Yup, that once dirty water is now swimmable, but you and your swim group will have to register ahead of time. The CitySplash Swim the Charles event is Tuesday, July 12 from 2 to 6 p.m. This marks the fourth year in a row that the Conservancy is letting Bostonians jump—but no flips off the dock, please—into the river.
https://www.facebook.com/CharlesRiverConservancy/posts/10154190934379449
The Charles River Conservancy launched the Swimmable Charles initiative in 2004 to bring back public swimming to the lower Charles River—swimming was first prohibited in the 1950s because the polluted waters posed a health risk.
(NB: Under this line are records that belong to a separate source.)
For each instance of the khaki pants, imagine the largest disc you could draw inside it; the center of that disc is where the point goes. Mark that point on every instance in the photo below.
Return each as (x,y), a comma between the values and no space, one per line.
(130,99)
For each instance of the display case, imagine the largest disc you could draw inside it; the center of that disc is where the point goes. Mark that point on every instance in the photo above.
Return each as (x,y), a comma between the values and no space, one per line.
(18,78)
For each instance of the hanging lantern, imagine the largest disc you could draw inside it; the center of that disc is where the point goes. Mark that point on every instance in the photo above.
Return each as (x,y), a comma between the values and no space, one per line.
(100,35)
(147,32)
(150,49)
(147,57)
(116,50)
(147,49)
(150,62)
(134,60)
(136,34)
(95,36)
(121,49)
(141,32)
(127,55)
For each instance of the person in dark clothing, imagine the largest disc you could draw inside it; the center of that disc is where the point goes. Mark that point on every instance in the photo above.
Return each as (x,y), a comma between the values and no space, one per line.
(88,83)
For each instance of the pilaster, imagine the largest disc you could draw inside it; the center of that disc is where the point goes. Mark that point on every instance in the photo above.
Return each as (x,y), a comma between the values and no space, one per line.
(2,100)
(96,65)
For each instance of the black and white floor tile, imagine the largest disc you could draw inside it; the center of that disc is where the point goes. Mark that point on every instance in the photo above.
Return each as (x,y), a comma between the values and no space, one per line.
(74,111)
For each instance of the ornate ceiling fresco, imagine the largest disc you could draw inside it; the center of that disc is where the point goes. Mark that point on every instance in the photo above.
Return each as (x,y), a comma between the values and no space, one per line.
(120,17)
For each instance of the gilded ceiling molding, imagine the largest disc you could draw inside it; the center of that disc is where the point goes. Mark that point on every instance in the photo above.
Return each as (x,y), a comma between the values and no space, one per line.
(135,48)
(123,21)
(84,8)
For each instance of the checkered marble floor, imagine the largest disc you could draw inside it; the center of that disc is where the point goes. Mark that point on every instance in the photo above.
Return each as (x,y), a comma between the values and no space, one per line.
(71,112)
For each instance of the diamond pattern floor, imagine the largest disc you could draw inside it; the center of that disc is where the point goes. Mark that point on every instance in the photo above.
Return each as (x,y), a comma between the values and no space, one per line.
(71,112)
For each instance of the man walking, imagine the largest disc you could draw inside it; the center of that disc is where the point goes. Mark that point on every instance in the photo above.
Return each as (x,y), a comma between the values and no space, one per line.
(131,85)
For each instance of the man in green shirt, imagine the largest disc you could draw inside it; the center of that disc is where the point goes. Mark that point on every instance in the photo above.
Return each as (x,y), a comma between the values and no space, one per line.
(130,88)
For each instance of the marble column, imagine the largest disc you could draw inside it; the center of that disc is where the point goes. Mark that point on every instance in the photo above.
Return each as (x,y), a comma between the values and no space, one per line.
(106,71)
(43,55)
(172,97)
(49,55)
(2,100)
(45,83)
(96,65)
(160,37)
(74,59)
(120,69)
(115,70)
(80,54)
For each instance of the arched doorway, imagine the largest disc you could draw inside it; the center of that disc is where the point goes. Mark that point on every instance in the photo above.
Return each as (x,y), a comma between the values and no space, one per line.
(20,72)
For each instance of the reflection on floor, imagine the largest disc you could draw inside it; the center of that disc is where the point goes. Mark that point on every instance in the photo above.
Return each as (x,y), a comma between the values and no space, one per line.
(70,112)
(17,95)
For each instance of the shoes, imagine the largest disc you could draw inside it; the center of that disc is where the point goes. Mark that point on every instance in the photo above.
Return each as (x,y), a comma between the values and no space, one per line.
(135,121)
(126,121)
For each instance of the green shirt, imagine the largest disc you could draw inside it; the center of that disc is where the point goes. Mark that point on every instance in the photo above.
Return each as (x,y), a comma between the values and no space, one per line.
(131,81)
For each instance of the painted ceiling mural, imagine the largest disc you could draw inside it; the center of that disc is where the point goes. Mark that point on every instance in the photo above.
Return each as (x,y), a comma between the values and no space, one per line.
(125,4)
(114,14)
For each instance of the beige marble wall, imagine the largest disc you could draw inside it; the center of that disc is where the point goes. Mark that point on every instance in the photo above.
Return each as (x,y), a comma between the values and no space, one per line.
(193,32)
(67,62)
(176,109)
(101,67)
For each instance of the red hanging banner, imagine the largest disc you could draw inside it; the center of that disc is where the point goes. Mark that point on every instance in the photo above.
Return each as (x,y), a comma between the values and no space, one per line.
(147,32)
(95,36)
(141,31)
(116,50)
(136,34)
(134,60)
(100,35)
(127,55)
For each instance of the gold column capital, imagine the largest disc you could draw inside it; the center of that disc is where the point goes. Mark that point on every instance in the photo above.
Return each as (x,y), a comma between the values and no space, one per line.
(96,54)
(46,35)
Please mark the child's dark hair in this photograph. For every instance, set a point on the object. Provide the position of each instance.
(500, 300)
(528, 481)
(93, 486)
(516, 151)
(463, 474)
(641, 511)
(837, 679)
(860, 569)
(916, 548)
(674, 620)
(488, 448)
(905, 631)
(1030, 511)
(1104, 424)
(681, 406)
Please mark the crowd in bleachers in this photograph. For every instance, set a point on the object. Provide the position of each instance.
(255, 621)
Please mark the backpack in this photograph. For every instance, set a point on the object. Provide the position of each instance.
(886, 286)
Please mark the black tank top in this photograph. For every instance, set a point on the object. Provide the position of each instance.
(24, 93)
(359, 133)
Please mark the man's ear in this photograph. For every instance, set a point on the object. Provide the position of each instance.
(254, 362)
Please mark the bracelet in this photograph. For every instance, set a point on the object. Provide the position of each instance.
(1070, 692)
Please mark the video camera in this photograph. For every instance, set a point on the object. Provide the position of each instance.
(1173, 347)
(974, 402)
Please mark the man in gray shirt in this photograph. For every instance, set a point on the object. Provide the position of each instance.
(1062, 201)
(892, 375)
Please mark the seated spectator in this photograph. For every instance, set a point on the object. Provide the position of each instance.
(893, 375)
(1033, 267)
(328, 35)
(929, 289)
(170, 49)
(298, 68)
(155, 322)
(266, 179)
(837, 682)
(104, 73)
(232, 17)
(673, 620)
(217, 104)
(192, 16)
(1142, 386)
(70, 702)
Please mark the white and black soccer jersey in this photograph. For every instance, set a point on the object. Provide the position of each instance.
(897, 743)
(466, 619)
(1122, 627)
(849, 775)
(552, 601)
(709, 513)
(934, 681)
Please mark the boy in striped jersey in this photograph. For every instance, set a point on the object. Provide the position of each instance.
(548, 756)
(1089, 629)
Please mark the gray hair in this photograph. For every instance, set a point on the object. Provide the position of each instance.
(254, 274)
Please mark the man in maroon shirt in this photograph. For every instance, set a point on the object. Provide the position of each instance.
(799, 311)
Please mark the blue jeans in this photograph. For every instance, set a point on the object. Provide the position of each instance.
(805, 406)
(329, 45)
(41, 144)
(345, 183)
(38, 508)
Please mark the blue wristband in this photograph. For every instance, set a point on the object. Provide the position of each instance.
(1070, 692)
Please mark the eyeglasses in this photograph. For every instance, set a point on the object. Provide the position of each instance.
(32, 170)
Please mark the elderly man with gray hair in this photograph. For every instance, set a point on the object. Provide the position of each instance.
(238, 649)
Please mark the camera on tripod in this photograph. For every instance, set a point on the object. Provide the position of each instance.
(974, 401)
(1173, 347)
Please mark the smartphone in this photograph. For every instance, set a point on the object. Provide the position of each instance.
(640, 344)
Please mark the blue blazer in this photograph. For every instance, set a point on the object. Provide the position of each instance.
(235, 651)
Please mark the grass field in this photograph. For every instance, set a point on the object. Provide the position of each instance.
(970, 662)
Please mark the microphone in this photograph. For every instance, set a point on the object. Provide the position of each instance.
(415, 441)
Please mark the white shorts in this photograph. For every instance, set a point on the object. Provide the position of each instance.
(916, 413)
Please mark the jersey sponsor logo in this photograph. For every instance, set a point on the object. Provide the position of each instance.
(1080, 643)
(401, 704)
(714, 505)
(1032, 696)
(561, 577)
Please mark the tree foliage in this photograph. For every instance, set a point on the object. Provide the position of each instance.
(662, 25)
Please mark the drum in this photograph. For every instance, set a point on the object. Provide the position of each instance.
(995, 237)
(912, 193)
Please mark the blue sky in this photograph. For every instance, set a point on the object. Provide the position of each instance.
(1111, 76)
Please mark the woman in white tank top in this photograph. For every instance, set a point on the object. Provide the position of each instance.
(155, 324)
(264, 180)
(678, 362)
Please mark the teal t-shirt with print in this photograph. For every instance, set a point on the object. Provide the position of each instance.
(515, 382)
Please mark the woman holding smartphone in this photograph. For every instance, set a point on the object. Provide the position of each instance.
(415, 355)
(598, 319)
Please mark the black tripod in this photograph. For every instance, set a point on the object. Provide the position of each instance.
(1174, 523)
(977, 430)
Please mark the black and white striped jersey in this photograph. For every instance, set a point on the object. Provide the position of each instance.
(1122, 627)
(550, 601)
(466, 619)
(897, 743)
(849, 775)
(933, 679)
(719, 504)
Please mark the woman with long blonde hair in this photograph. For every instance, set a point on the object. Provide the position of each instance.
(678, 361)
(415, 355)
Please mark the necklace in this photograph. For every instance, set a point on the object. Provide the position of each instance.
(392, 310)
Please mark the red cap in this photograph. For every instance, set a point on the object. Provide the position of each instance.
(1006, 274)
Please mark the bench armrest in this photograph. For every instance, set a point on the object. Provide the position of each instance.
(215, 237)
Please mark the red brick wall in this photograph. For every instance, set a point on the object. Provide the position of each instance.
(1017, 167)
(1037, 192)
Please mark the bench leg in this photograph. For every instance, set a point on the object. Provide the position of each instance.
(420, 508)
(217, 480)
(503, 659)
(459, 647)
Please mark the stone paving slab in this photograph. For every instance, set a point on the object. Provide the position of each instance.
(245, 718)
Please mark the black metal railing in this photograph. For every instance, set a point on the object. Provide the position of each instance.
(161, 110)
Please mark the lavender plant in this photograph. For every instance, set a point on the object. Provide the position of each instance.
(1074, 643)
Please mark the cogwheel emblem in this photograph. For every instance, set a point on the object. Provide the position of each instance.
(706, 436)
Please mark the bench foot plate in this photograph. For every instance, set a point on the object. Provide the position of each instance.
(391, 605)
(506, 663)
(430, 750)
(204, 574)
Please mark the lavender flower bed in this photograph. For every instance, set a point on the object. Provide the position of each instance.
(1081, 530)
It’s safe to swim in now thanks to a number of initiatives, like the 1972 amendments to the Clean Water Act, the Massachusetts Water Resource Authority’s Boston Harbor Project which launched in 1986, and the U.S. Environmental Protection Agency’s 1995 Charles River Initiative, according to the Conservancy.
All of these efforts raised the water quality of the Charles from a “D” grade in 1995 to an “A-” in 2013. The Conservancy says that the water is considered swimmable many days of the year, but they still face some environmental challenges before it can be swimmable all year-round, as well as access constraints. To raise awareness and to continue to improve the river’s water health, the Conservancy started hosting these public community swim events in the Charles in 2013.
Last year, 200 brave Bostonians dove into that no-longer-dirty water, and that was just on the first of two public swimming events that summer.